Parasite
You stagger down Station Lane, towards the underpass.
It was a good night out with the lads, and you’re just a little worse for wear. Not that you can’t handle it. You’re just fine. You just need a rest, from lamp post to lamp post.
They’re a fair bit apart down this end of town, more so than you remember. Not that you come here often, after dark. You can’t quite recognise all the shuttered-up workshops along here, or all the yards with the barbed wire and the floodlights. Damn taxi drivers. They could tell your pockets were empty. No matter. You’re in no hurry.
You watch your twin shadows dance around your feet as you lurch from one pool of lamplight to the next. Just as the pavement gets to its darkest, you’re pulled clean off your feet.
Something’s got you by the collar, dragging you up a pitch black alley faster than you could ever run. Your heels scrape wildly against the broken-up tarmac, to no avail. You try to shout, but your mouth just fills with beery sick.
Then the something stops dead and dumps you on the ground. Still flying along, you roll and crash into a row of wheelie bins. You scrape up onto your elbows and spit out the bile in your throat. A floodlight casts its glare into the cluttered back alley. A lithe shape stands in the puzzle of white light and perfect shadow.
Surely, she’s too small to even push you over. With stilettos like that, she’d have all to do to stay upright on her own, let alone rugby-tackle you like that. Her filthy rock chick jacket and miniskirt make her look sickly thin, with spindly legs in torn fishnets. She looks like she’s spent the last six months sleeping rough.
“Come on then,” she cries. “Ain’t there some fight in you?”
She snarls and lunges.
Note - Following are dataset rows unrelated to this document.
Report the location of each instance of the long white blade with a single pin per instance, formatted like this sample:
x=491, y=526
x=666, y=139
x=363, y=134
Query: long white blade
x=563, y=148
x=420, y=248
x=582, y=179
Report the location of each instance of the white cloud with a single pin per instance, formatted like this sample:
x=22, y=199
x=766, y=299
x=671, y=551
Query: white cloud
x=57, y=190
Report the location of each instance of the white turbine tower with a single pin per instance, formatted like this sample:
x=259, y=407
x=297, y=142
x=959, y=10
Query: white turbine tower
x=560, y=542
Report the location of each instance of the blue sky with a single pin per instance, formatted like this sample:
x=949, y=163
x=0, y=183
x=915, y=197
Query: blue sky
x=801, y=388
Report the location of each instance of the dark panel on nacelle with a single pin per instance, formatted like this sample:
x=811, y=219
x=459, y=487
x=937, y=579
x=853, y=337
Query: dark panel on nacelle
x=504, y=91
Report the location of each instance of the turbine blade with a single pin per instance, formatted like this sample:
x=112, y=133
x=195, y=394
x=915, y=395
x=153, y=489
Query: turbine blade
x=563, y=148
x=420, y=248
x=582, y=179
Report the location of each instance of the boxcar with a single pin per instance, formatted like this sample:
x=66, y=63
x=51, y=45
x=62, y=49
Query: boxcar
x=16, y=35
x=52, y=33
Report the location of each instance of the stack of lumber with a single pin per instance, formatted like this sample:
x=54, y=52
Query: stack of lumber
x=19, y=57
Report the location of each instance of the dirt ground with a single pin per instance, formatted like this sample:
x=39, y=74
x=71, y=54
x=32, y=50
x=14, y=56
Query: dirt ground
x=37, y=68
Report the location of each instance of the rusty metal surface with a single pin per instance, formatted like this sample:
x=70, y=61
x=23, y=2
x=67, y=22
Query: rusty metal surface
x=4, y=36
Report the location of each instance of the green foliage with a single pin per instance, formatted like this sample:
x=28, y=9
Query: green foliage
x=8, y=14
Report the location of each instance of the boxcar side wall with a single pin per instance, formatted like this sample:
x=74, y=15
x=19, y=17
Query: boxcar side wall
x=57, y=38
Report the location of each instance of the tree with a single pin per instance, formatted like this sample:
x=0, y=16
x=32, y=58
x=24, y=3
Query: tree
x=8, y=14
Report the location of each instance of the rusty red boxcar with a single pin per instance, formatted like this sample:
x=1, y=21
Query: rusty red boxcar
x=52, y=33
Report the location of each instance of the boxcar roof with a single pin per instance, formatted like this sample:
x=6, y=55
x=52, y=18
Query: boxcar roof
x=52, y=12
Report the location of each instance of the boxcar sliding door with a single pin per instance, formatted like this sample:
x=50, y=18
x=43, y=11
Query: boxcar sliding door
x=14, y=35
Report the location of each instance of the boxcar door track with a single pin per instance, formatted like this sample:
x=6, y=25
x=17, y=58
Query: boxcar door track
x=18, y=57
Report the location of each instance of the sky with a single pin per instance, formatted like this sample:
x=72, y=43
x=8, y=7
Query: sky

You fly off the floor in her grip and slam against the wall, sliding down into a pile of bin bags. She rushes at you again, and throws you clear across the alley into the metal cage of a fire escape. This time you throw up, proper. Your head rings with the shock.
Again, you are hoisted off the ground and flung against the wall opposite. This slip of a girl holds you there, pinned, with no effort.
“Ohhh, you are no fun at all, you,” she spits. You see her clearly now. Her short, spiky hair is crusted with blood and filth. Her cheeks are sallow and her eyes sunken, but they glitter in the darkness with a malice you’ve never before seen.
She crushes you to your knees and snaps your head back. You struggle against her grip, with all your last desperate strength. She just chuckles at your weakness and strikes like a snake. The pain spears through you. Four daggers split your neck. You feel her heave and heave at the wound. Her thirst drains your body.
And then it’s over. You slump to the floor. Although an inferno of pain flares through you, you are strangely lucid.
Something has gone wrong.
She staggers away, clutching at her throat, retching. She falls to the ground, flailing around, kicking over crates and oil drums. She claws at her face and throat, ripping open flesh that bursts like a balloon. Maggots flow between clutching fingers. Fat, black maggots that grow before your very eyes as they strain to return to the rent in her throat.
She stops struggling but her flesh boils from within. Her limbs dissolve in a bubbling, roiling mass of grubs, more voracious than the most vitriolic acid. Her eyes burst and her mouth spews a teeming multitude. In moments, her face vanishes.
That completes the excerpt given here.